Vicar had been through quite the rough week. Suffering from the sort of cold that inflicts its unfortunate owner with a raucous headache and a never-ending bought of sniffles, concentrating on his translation of Les fleurs du mal into English for the French class's final assessment proved nearly impossible. His frustration with the Latin students could not have been more understandable. Refusing to quiet themselves, they'd been at whatever their next argument was for nigh on three hours consecutive, scaring off whoever else had been unlucky enough to seek out the quiet and isolation of the library for a spell. Vicar was not an easily angered man, but he was running on an extremely short temper when he was so rudely answered by the student with the glasses.

"Well now, you would know if you'd adhered to even the first rule of a library - Silence!"

The exertion of having yelled for one of the only times in his life brought on a wave of dizziness and coughing. Once he'd recovered, he collapsed into a chair nearest the table and scowled at the appropriately concerned students. "It really isn't that hard to argue in whispers," he added.

"Sorry," came the lame reply for the bespectacled lad, and his friends had the decency to share his shame.

"It's just rather difficult, isn't it," asked the smallish woman, whose features looked so alien to this part of the world.

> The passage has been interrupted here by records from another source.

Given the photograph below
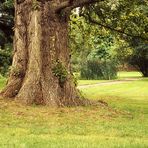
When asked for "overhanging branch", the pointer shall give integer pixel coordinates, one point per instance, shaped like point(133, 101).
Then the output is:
point(71, 4)
point(91, 20)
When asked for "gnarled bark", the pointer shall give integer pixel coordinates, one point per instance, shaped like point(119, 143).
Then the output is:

Her eyes were bright and peaked into tight corners, freckles danced mischievously across her nose and the tips of her lips. "No closer to any answers have we come, and where else to find this nonsense than in literature?"

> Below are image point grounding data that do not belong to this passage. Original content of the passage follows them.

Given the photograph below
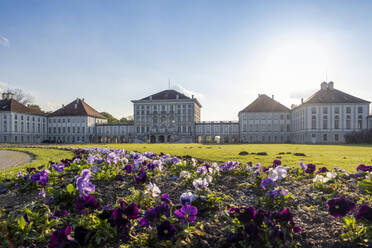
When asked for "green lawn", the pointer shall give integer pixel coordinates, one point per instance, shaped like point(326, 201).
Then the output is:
point(345, 156)
point(40, 157)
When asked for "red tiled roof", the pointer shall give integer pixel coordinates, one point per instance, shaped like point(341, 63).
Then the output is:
point(166, 94)
point(15, 106)
point(333, 96)
point(77, 107)
point(265, 104)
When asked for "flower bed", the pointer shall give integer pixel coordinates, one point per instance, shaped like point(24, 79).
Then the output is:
point(116, 198)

The eldest student leaned forward and added his piece, looking decidedly out of place with his gray-peppered hair. "Science forbids it, religion condemns it, and morals quake at it. Who in this world is free to think upon the horrors of such a crime, if not an author?"

Vicar held his hand to his head and groaned.

"I'm buried in books all day, in languages ever-changing and ever-difficult. If you could," he begged, eyes squeezed shut, "please, speak as though you weren't writing a paper." Everybody had the sense to blush.

"Have you come across anything that shares the veil of life? That exposes the ways to contact the dead and peer into their - well, see what they have to say?" Airs of importance were of the highest priority for the students. It was proving difficult to limit their forced speech, so well-practised in each other's company, for comprehension of one not used to their ways.

Appreciating that it had finally dawned on the lot to ask someone who lived and breathed books for something they acknowledged could only be found in them, Vicar raised his hand and sniffed weakly.

"Nothing short of blatant fantasy," he replied, knowing very well that he didn't have their answer. Their disappointment was audible.

For some time, they all bickered about there being something out in the world, some way of reaching beyond this veil of life, until they all grew tired of talking in the same circles as they had an hour past. Vicar remained where he was, sure that as long as he sat and sneezed at the table, they would be reminded of their need to keep quiet. Eventually, he was left alone with the elvish woman, who had seemed the most reluctant to leave the library. Once she realised that Vicar wasn't moving from his seat (little did she know that he would remain there until he fell asleep, as the pressure of standing would be too much for his headache), she nestled into her own chair, just barely fitting her feet to the ground.